7. Tony’s interaction with Kath. His blatant disregard for believers of religion
For those who know Gervais, know that the man speaks his mind through his characters. His beliefs and thoughts are more often than not mirrored through his words. Therefore, in After Life, it’s a pleasant surprise to see Gervais playing a hopeless romantic, so in love with the one woman, he doesn’t see anything beyond her. And truth be told, that kind of love really is rare. But some things never change. Tony’s blatant disregard for Kath’s ideologies and belief in god. The thing is, I don’t think Gervais can make something without at least once reiterating his aggressive atheism.
8. His interaction with Anne, at the graveyard
Probably the most wholesome relationship through the two seasons. We don’t see Tony open up to anyone as much as he does to Anne. Sitting on that bench, in front of their partners’ tombstones. At one point, Tony even admits that he should start paying Anne for these satisfying conversations that the two have. And Anne’s response is probably the essence of what the duo share –
“Not everything is about money”
For a slow-burn comedy, After Life is an unflinching and brave take at exploring the unpleasant realities of life. For those who know what it’s like to lose a loved one, I am sure a lot of us see no reasoning in survival after having incurred these losses. Not here to use my privilege of being able to deliver my thoughts on this platform, surely not here to dictate how the world deals with grief. To each their own.
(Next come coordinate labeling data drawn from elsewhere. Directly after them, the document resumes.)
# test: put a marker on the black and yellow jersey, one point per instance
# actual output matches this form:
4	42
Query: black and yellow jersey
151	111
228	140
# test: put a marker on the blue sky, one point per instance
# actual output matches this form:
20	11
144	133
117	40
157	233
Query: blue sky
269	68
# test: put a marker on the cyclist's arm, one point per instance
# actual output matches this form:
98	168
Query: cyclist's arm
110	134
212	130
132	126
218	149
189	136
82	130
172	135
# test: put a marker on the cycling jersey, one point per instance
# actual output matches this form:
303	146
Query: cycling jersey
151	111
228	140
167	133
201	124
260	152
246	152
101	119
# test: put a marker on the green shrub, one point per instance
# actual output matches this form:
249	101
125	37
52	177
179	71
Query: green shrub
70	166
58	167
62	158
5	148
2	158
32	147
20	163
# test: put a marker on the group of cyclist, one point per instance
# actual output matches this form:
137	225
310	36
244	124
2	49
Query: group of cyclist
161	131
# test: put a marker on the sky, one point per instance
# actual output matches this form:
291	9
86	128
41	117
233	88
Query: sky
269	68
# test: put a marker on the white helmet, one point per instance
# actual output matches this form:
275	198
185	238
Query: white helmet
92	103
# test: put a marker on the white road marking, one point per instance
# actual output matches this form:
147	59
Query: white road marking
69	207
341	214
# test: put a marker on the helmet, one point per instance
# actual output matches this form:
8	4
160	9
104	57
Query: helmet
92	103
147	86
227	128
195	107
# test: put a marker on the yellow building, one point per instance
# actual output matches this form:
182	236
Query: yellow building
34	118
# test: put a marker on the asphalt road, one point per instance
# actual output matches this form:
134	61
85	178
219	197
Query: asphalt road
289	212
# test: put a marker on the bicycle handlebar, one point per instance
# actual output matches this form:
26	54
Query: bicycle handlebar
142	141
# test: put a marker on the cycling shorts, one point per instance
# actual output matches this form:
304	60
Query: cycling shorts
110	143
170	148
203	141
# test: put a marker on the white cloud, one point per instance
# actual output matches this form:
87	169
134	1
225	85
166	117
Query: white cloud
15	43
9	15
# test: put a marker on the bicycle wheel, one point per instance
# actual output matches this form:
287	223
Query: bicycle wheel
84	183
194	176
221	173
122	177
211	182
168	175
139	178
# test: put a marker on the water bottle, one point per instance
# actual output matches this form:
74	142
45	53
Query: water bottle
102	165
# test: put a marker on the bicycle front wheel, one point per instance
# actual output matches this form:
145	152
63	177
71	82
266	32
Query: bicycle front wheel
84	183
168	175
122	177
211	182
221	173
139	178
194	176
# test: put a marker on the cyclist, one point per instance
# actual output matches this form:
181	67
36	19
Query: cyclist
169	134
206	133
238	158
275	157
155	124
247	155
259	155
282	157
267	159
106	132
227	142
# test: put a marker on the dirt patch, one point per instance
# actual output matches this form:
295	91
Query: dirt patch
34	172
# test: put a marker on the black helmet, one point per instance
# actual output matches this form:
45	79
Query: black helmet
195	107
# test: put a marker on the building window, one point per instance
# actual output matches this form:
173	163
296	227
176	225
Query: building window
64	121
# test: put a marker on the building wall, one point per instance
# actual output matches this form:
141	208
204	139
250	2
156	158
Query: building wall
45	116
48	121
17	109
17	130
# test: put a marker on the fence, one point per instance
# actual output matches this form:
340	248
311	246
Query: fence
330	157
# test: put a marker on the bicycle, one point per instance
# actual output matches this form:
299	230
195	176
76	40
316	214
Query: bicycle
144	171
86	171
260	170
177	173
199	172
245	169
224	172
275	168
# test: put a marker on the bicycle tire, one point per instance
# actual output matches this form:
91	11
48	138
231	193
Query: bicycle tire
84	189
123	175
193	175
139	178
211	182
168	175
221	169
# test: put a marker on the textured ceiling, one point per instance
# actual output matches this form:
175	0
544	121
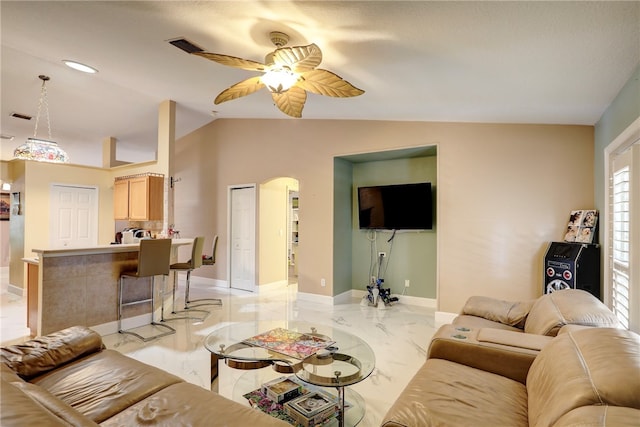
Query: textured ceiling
498	62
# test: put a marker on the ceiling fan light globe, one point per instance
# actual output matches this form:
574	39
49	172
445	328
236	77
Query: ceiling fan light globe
279	80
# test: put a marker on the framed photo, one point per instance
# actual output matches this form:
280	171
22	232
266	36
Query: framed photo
5	206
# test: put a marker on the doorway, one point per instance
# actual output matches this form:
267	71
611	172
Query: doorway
74	216
242	236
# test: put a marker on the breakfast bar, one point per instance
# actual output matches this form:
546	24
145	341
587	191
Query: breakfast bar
79	286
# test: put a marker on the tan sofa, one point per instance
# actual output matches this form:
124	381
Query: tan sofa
69	378
542	316
581	377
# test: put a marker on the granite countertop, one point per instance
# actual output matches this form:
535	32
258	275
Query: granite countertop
99	249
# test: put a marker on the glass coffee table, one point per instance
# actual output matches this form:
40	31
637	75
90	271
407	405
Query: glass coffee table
347	360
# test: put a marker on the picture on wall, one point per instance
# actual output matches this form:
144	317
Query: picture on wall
582	226
5	206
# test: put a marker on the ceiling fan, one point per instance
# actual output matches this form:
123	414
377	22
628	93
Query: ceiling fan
289	73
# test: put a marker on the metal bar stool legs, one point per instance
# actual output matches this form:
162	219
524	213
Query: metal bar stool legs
153	260
168	330
184	314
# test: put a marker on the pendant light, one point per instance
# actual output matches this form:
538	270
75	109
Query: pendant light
41	150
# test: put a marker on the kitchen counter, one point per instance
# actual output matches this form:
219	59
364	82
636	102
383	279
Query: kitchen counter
101	249
79	286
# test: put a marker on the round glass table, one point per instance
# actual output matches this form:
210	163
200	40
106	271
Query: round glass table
318	355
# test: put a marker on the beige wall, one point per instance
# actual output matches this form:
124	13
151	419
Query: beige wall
33	180
504	191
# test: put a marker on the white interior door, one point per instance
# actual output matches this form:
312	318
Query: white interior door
74	216
242	201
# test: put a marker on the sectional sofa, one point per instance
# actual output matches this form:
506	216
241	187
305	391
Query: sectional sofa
69	378
559	361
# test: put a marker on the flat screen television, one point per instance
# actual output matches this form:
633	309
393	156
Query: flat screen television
396	207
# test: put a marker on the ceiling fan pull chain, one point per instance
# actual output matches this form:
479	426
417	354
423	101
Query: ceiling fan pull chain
43	100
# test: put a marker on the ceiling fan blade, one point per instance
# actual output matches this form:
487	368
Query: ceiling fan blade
298	58
232	61
323	82
238	90
291	102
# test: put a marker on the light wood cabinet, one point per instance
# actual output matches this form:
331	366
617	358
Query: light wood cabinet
139	198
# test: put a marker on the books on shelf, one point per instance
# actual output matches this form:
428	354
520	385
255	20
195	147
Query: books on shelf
312	409
313	406
290	343
281	389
But what I can bring to the table is unfolding a foul-mouthed Tony for everyone to see that it fundamentally makes you more human because of the pain you’re surviving and eventually turning into eccentricity. Use that pathos to your power because it’s yours to deal with. If nothing, we’ll learn to see reason enough in following up our fat tears with laughter and why not allow someone to help you through that?
P.S. Adding a little something in the end here to just say thank you to a friend, who in fact got me to watch After Life in the first place. I owe you one for letting me be, for letting me have my way at a weird time, for knowing the way around my sanity. I know it means something to you, as it does to me. Thank you.